Много лет спустя, вспоминая этот день и выставку на Кузнецком, Маша помнила также, в каком строгом и возвышенном соответствии с увиденным текли ее мысли. Они были беспорядочны, но ни разу не подумала она, что теперь в ее жизни может произойти счастливая личная перемена.

Да, это был апофеоз, но гораздо более значительный и прекрасный, чем благополучная концовка романа. Это было чудо, подобное тому, которое поразило ее в детстве в музыке Чайковского.

Конечно, она не та девочка, которая спасла Щелкунчика. Она ничего не сделала для того, чтобы Андрей возвысился. Обновление произошло независимо от нее: оно гнездилось где-то в душе Андрея и началось, по-видимому, давно. Но источник, толчок, все дальнейшее?..

Она слыхала, что он уезжает далеко и надолго. С Ниной? Без нее? Но теперь это уже все равно, раз произошло главное. Он внутренне освободился. Он стал художником, и колдовство снято.

Нет, она не выдумала его, а угадала. Как чисты эти линии, какая в них смелость, правдивость – наконец-то правдивость! И это она, Маша! Нет, конечно, символ…

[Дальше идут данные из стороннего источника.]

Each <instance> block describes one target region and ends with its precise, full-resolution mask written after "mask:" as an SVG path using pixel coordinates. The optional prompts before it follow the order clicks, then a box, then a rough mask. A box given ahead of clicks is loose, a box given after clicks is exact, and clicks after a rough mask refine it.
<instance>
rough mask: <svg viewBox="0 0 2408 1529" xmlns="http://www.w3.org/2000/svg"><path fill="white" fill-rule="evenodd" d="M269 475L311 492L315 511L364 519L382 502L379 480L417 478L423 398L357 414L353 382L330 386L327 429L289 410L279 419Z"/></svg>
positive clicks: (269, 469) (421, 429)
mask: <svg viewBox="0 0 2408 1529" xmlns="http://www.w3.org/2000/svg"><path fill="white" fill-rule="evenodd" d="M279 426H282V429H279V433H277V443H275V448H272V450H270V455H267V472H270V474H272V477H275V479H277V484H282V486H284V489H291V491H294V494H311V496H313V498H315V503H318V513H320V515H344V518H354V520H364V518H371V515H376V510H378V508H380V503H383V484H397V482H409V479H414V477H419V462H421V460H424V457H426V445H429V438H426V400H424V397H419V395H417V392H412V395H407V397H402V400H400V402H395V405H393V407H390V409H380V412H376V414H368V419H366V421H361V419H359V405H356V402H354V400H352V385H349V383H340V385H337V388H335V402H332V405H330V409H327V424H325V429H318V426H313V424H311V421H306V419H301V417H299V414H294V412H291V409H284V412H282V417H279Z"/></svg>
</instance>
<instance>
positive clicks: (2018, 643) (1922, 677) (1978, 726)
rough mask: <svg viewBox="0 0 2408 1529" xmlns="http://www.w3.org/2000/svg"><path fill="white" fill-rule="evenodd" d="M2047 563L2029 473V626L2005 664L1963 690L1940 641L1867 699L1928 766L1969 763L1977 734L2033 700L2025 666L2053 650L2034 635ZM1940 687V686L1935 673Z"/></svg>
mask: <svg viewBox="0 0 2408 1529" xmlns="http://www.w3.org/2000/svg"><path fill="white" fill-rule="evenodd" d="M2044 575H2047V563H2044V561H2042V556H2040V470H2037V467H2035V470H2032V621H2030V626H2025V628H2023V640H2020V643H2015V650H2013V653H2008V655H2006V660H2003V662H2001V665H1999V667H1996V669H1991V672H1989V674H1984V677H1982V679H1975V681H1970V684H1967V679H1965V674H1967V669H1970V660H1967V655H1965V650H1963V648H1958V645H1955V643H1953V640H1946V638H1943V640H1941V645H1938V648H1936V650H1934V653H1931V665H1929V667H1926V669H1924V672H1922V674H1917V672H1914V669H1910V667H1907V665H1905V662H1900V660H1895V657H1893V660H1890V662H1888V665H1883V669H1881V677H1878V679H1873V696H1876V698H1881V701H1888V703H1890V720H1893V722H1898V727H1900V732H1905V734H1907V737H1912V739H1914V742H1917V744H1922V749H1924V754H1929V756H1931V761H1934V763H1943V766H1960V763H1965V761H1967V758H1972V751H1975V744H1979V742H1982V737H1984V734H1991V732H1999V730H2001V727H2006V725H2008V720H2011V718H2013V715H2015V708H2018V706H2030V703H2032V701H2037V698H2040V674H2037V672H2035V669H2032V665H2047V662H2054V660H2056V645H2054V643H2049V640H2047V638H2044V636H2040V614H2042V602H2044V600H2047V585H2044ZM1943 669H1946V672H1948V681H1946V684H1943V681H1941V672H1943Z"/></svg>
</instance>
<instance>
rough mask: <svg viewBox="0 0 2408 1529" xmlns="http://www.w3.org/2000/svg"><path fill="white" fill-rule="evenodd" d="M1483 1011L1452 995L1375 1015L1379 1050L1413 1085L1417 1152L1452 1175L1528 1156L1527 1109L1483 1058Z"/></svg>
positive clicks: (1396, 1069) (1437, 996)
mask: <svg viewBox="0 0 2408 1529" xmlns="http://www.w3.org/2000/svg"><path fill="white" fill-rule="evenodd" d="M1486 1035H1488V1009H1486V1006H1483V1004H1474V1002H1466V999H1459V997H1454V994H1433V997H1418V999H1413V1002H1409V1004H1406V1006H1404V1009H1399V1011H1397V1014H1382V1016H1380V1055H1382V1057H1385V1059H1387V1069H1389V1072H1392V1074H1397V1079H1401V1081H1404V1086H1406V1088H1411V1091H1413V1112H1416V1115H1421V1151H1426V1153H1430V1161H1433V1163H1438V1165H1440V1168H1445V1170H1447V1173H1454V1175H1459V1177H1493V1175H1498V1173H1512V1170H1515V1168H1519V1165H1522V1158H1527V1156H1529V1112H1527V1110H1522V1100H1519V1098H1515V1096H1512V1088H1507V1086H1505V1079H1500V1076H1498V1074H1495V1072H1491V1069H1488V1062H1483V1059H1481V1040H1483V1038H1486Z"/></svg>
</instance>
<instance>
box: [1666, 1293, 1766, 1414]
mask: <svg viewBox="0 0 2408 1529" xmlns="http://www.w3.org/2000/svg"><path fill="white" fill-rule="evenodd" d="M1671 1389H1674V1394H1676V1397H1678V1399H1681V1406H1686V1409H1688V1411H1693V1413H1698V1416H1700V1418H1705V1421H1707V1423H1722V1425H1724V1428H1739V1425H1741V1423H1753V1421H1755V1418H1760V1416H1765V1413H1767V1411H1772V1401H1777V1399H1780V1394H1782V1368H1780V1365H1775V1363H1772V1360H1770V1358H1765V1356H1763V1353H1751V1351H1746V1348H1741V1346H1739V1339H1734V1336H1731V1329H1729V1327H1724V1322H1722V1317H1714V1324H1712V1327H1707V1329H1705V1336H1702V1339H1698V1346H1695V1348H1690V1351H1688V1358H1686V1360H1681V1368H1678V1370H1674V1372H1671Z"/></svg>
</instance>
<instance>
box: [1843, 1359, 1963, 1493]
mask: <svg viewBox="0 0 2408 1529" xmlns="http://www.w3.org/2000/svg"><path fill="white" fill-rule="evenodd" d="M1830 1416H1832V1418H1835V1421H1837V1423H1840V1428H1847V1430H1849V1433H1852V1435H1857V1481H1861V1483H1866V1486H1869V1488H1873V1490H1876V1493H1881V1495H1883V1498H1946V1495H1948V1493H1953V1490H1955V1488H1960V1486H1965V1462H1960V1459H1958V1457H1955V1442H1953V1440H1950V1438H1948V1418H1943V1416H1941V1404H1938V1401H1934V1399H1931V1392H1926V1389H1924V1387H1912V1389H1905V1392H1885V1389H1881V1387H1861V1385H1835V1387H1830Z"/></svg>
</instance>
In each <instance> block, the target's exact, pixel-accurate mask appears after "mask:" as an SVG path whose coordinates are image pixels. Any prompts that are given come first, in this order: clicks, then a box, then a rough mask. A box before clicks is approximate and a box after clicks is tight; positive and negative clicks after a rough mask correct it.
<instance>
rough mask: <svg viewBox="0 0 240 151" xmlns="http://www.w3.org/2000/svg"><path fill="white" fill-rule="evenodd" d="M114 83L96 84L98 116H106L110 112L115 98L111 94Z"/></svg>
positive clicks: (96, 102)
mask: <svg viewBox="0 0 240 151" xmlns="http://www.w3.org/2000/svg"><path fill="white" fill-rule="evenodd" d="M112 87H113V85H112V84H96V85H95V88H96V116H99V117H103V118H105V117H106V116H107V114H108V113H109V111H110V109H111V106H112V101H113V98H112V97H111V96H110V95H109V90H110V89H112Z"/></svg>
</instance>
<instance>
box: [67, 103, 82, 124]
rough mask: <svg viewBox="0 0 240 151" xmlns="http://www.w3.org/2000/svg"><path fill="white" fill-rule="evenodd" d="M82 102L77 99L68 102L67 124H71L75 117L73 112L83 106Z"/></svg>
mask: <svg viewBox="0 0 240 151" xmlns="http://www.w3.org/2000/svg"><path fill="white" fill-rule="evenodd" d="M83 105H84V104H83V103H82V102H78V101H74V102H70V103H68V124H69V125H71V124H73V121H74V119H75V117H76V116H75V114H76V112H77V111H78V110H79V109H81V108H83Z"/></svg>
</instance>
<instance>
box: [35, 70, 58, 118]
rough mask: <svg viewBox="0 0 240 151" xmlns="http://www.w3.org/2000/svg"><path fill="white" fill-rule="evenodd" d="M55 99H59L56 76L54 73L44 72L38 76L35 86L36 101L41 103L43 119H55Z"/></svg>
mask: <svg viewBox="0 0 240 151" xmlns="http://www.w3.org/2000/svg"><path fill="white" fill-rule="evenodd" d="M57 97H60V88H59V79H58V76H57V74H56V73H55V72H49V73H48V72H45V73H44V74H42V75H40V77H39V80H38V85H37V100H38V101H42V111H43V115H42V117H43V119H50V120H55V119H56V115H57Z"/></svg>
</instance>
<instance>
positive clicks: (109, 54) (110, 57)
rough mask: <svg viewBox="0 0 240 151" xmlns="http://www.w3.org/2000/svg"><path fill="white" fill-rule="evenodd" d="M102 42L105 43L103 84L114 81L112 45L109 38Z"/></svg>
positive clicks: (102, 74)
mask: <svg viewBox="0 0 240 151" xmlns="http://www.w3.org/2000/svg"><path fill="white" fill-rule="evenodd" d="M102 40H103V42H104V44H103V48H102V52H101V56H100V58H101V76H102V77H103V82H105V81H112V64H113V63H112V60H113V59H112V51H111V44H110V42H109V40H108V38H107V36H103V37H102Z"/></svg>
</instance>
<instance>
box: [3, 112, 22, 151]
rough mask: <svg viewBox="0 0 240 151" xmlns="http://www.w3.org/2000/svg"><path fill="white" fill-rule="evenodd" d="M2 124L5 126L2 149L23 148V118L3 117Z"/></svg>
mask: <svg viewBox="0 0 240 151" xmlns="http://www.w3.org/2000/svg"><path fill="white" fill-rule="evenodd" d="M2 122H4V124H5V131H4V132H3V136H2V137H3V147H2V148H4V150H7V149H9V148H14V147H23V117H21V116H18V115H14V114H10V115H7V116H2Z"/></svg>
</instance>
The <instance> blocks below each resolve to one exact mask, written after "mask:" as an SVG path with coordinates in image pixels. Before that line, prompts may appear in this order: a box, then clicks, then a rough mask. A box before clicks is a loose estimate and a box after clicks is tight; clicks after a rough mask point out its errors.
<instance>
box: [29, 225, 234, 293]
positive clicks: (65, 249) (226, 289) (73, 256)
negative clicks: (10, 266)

И чем дольше вглядывалась она, тем сильнее сознавала, что эта девушка, прервавшая свой бег, поведет ее за собой.

Прозвенел долгий звонок. Пора уходить. Тишина сменилась гулом, шарканьем; люди, лица снова заполнили зал.

Неподалеку стоял горбатый человек с длинными седыми волосами и не спускал с Маши ярких синих глаз. Он смотрел так, словно не видел ее много-много лет, а теперь встретил неувядаемо юной.

И она знала этого человека. Он имел отношение к Андрею, и к статуе, и к ней самой.

Чувства Маши были обострены, и ей казалось, что этот человек тоже символ. Его взгляд, открытый и добрый и в то же время пронзительно-пристальный, как будто говорил: «Ну вот, пришел черед и для вашего поколения. Поздравляю вас, выросшие дети! Прошло всего лишь несколько лет… Те, кто были старше вас, уже исполнили свой высокий долг. Теперь ваше время. Если даже оно будет мирным, оно не будет легким. И кто знает, сколько мужества оно потребует от вас!»

Маша медленно пошла к выходу и в дверях оглянулась. Издали статуя казалась еще завершеннее, рельефнее. Что-то победоносное было в ней.

На улице начинались сумерки. Седой горбун очутился рядом с Машей, словно вырос из-под земли. Глядя на нее все так же добро и пристально, он коснулся широких полей своей шляпы и низко поклонился. Потом растворился в толпе.